Etichetta:Nordvis Produktion

Tracklist

  1. WAYWARD SOULS
  2. TWILIGHT GLOW
  3. AWAKEN THE SLEEPING FOREST
  4. IN SHADOWS
  5. THE NORTHWIND
  6. THE EVERWINTER GREY
  7. THE SPELL OF THE CHANGE OF SEASONS
  8. HARVEST

Line up

  • The Peasant: drums
  • The Bard: vocals, guitars

Voto medio utenti

Sette anni di silenzio dall'ultima fatica discografica ("Elegy" del 2018) hanno portato diverse novità nella carriera dei canadesi Finnr's Cane.
Ma prima un breve ripasso:
nata nel 2008 ad opera di The Bard e The Peasant a Sudbury, Ontario, la band affonda le proprie radici nel black atmosferico personalizzandolo in maniera peculiare.
Il basso è totalmente assente nelle composizioni sostituito dalle pulsazioni del violoncello e delle tastiere affidate a The Slave; le canzoni vengono scritte attraverso un processo di improvvisazione guidato dall'umore e dall'istinto e successivamente riviste e registrate nuovamente; la band esiste infine solamente come progetto in studio, non avendo mai tenuto un concerto dal vivo.
E veniamo alle novità che "Finnr's Cane" - il quarto lavoro sulla lunga distanza porta con sè.
Dopo tre dischi con la tedesca Prophecy Productions la band è passata alla svedese Nordvis Produktion ed inoltre The Slave non compare più nella formazione, ridotta quindi ad un duo.

In termini di sonorità "Finnr's Cane" volge quasi totalmente le spalle al blackened doom metal per abbracciare atmosfere cupe più vicine al post black di band quali Alda o With the End in Mind per restare nel nuovo continente.
Purtroppo queste atmosfere risultano piatte e monotone, nonostante le belle intenzioni, trascinate al ribasso dalla scelta delle intonazioni vocali più simili a cantilene cadenzate che a urla disperate come il genere vorrebbe; la mancanza di carica emotiva e di dinamismo è accentuata dall'assenza in gran parte dei brani del violoncello che contribuiva in maniera discreta ma fondamentale alla riuscita dei dischi precedenti.
Vi sono episodi interessanti quali l'inquietante "In Shadows" o le conclusive "The Spell of the Change of Seasons" e "Harvest" ma sono barlumi di luce in un quadro purtroppo spento; anche il songwriting sembra frettoloso e poco ispirato come se The Slave avesse portato con sè la scintilla che dava colore al tutto.

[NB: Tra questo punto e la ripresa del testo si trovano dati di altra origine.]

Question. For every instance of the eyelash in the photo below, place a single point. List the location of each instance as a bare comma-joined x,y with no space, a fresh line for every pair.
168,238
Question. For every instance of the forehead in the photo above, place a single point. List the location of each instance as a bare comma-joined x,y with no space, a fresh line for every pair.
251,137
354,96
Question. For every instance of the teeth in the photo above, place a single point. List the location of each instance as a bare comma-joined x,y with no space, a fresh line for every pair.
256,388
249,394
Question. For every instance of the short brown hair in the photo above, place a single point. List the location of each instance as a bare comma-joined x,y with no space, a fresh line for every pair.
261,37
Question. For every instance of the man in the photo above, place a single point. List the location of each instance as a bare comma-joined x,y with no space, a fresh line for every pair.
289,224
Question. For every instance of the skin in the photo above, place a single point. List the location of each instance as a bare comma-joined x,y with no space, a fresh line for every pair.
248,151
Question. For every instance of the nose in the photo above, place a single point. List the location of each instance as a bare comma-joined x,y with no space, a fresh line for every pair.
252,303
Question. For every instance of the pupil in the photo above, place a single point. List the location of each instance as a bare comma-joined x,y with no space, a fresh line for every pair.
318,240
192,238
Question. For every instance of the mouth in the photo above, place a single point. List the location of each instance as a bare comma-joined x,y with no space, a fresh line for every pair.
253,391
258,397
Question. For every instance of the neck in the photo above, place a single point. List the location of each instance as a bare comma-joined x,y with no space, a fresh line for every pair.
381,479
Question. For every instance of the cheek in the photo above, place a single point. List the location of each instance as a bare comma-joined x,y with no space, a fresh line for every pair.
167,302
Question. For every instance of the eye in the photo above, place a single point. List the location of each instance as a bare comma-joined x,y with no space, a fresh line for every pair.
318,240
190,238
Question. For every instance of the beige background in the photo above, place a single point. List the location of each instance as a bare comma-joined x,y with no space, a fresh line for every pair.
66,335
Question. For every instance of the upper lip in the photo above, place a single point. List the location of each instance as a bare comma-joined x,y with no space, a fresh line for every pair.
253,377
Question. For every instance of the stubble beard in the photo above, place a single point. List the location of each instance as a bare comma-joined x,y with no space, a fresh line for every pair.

Probabilmente ascoltato con la giusta disposizione d'animo "Finnr's Cane" potrebbe accendere qualche fan di queste sonorità ma - pur riconoscendo la validità di diversi elementi - non riesco a promuoverlo o consigliarlo senza palesare fortissime perplessità.

Finnr's Cane - "The Spell of the Change of Seasons"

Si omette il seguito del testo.